Eine Gruppe von Abgeordneten, darunter auch Bundesgesundheitsminister Jens Spahn, hatte im März dieses Jahres einen Entwurf eines Gesetzes zur Regelung der doppelten Widerspruchslösung im Transplantationsgesetz vorgelegt. Er sieht vor, dass künftig jede Person als Organ- oder Gewebespender gilt, es sei denn, es liegt ein zu Lebzeiten erklärter Widerspruch oder ein der Organ- oder Gewebeentnahme entgegenstehender Wille vor. Parallel zur Einführung dieser doppelten Widerspruchslösung soll ein Register eingerichtet werden, in dem die Erklärungen eingetragen werden können.
Der Deutsche Anwaltverein (DAV) hat gegen Teile des Gesetzentwurfs Bedenken erhoben, auch wenn er das Gesamtvorhaben grundsätzlich begrüßt. Einige der Regelungen müssten jedoch zuvor nachgebessert werden. So halten die Anwaltsvertreter die geplante Informationskampagne, zu deren Verpflichtete u.a. die gesetzlichen Krankenkassen und private Krankenversicherungen gehören sollen, für wenig zielführend. Nicht nur, so argumentiert der DAV, dass die Überzeugungswirkung bisheriger Informationskampagnen der Bundeszentrale für gesundheitliche Aufklärung überschaubar geblieben seien, sondern gebe es in Deutschland auch rund 7,5 Millionen funktionale Analphabeten sowie viele Menschen, die die deutsche Sprache nicht oder nicht ausreichend beherrschten. Es wäre deshalb sinnvoller, die Ärzteschaft in den Informationsprozess direkt mit einzubinden.

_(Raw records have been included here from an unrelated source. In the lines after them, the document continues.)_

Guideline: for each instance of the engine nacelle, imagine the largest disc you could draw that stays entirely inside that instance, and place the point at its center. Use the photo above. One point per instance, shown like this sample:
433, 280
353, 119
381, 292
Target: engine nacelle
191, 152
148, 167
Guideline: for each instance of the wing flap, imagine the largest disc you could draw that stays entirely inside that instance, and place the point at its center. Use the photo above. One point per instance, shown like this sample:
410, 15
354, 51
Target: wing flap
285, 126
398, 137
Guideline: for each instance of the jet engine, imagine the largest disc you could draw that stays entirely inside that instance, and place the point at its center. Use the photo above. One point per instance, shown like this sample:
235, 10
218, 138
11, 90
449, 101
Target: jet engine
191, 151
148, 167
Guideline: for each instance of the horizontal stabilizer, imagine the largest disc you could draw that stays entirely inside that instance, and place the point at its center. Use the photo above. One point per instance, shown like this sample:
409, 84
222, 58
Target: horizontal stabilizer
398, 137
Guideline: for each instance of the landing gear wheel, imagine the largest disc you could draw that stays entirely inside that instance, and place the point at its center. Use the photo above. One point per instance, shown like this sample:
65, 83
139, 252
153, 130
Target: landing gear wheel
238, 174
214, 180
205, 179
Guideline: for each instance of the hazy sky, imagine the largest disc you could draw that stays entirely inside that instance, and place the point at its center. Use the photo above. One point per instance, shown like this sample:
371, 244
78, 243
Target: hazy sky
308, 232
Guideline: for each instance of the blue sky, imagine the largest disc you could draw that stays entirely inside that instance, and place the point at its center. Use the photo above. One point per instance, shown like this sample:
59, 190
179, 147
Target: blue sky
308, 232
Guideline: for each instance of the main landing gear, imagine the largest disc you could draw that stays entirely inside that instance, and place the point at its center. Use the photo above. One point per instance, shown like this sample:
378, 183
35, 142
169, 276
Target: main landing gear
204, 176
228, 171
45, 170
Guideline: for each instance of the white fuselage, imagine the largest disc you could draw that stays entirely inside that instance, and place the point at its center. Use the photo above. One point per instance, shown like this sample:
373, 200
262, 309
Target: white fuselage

Die Einführung eines öffentlichen Registers zur Organspende wird vom DAV grundsätzlich begrüßt. Hinsichtlich der Melde- und Eintragungsformalitäten sollte jedoch sichergestellt werden, dass jede eingebende Person, unabhängig davon ob es sich um einen Widerspruch oder eine Änderungseintragung handelt, eine Eingangsbestätigung erhalte. Ferner solle der Widerspruch auf einzelne Organe oder Organteile beschränkt werden können. Die geplante ergänzende Befragung nächster Angehöriger hält der DAV für nicht sinnvoll: Es reiche die Aussagequalität des geplanten Registers aus, wie bei sonstigen Registern auch. Zudem erhöhe ein klarer Vorrang der Registerwahrheit auch die Rechtssicherheit für die handelnden Personen. Bei Minderjährigen mache die Zustimmung der Inhaber elterlicher Sorge nach allgemeinen Grundsätzen hingegen Sinn.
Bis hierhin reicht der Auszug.